The price is wrong, bitch!
We haven't said much about Bob Barker's imminent departure from "The Price is Right," a show whose longevity was comforting: one of the few things in life we can count on. This story hits the right degree of affection, snark, and poignancy:
Just the sound of it feels, somehow nostalgically, like being in bed with the flu. ("Come on down!" roars the announcer, Rich Fields -- who replaced the late Rod Roddy in 2003, who replaced Johnny Olson in 1986 -- as you beg some 7Up and toast to stay on down.) There is the sound of it starting at 11 a.m., over those gooey-warm CBS airwaves, just when the day is still technically young and yet already somehow wasted. It feels like skipping class again and again, the MWF 10:30 section of Lit 125: The Emerging Self.The meticulousness of the preservation job done to Barker every morning is as perfect an example as any of what Hollywood can buy:
Barker is 83 now.
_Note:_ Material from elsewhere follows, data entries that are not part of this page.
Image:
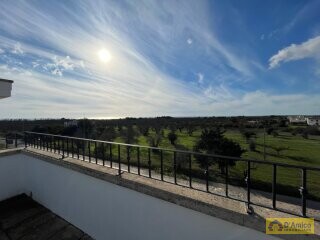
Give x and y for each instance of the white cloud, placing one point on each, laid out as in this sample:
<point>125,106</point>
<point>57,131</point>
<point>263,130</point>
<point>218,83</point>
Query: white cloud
<point>200,77</point>
<point>17,49</point>
<point>308,49</point>
<point>56,71</point>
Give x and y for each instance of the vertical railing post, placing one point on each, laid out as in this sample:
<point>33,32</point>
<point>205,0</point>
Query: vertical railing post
<point>89,150</point>
<point>227,177</point>
<point>84,150</point>
<point>58,145</point>
<point>72,148</point>
<point>207,174</point>
<point>103,154</point>
<point>248,180</point>
<point>190,170</point>
<point>15,140</point>
<point>138,159</point>
<point>25,140</point>
<point>274,186</point>
<point>119,160</point>
<point>95,151</point>
<point>128,158</point>
<point>303,192</point>
<point>78,149</point>
<point>63,150</point>
<point>110,155</point>
<point>175,167</point>
<point>68,147</point>
<point>161,164</point>
<point>149,162</point>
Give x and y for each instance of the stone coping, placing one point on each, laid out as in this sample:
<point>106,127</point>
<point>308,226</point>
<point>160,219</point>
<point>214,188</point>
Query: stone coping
<point>217,206</point>
<point>6,80</point>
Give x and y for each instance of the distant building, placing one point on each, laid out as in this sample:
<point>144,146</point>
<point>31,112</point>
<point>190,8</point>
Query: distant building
<point>70,123</point>
<point>313,121</point>
<point>5,88</point>
<point>297,119</point>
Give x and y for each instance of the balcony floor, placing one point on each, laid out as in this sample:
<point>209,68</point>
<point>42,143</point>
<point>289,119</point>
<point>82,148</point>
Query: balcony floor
<point>23,218</point>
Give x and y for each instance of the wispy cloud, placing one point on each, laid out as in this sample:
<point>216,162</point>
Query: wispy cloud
<point>17,49</point>
<point>200,77</point>
<point>308,49</point>
<point>51,53</point>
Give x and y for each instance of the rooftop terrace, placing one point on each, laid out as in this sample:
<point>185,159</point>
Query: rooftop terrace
<point>23,218</point>
<point>245,208</point>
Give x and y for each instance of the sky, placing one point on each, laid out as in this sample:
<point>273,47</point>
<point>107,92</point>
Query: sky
<point>113,59</point>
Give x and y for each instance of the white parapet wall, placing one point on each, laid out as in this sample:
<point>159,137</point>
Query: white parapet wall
<point>5,88</point>
<point>108,211</point>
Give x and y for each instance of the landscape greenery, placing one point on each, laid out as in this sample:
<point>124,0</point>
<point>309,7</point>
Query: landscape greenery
<point>270,139</point>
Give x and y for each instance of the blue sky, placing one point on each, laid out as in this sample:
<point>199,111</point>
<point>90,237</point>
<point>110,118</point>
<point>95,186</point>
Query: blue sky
<point>177,58</point>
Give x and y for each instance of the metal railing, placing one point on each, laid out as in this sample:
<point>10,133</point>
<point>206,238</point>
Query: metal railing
<point>11,141</point>
<point>164,164</point>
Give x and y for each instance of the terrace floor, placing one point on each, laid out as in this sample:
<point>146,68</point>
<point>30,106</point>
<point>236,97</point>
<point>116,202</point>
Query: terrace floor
<point>23,218</point>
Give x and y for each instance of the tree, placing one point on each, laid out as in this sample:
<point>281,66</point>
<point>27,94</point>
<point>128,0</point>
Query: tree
<point>269,130</point>
<point>213,142</point>
<point>129,134</point>
<point>109,134</point>
<point>279,149</point>
<point>155,140</point>
<point>252,146</point>
<point>172,137</point>
<point>144,130</point>
<point>86,127</point>
<point>248,134</point>
<point>191,128</point>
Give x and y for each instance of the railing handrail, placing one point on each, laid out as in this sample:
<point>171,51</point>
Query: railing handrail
<point>185,152</point>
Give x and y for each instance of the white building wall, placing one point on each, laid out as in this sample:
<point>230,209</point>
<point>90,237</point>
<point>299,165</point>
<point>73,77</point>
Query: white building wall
<point>108,211</point>
<point>5,89</point>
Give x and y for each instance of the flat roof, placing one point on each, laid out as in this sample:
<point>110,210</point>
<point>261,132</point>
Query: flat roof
<point>22,217</point>
<point>6,80</point>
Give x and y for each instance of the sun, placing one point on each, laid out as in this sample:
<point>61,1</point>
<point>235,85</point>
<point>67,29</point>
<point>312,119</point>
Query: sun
<point>104,55</point>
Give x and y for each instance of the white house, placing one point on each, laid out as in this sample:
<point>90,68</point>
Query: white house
<point>5,88</point>
<point>297,119</point>
<point>313,121</point>
<point>71,123</point>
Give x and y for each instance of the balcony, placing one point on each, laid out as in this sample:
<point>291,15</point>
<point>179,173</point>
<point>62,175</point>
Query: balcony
<point>5,88</point>
<point>121,191</point>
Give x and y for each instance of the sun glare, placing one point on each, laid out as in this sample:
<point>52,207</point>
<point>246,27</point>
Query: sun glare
<point>104,55</point>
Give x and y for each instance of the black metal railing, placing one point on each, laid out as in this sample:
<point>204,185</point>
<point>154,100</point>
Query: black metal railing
<point>165,165</point>
<point>12,140</point>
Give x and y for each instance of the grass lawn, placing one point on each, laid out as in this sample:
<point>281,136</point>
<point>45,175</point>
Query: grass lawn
<point>298,151</point>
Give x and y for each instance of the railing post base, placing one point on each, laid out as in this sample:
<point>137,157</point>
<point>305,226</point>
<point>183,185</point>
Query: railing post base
<point>250,210</point>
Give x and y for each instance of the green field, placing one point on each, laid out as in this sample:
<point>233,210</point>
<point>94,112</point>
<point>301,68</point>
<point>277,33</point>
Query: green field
<point>298,151</point>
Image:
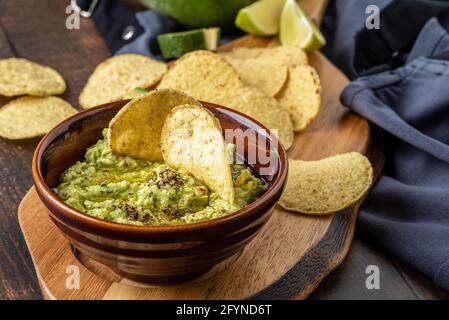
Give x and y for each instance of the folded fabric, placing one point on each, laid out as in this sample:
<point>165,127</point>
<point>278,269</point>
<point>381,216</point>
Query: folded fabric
<point>408,210</point>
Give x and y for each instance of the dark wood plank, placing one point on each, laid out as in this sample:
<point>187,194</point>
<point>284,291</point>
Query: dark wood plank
<point>348,281</point>
<point>36,30</point>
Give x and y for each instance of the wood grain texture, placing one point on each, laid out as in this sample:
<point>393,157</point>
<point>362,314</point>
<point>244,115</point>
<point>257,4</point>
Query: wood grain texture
<point>289,257</point>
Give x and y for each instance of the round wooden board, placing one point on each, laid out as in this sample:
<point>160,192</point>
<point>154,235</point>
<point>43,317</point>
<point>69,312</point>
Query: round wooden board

He's essentially the longest, oldest, most continuous anything on the air. At a recent taping of the game show in the spangly-sparkly CBS studio long ago named in his honor, he is wearing one of his perfectly fitted navy blue suits and a periwinkle blue tie. His face, neck and hands are layered in stage makeup the hue of pulverized Nevada, so much that you're not sure where it ends and the man begins. His hair (hair?) is snow white; he stopped dyeing it many seasons ago in a nod to the inevitable. "What are you going to do after [you retire]?" an audience member shouts out during a commercial break.
"Well, I plan to do a little more drinking," Barker deadpans.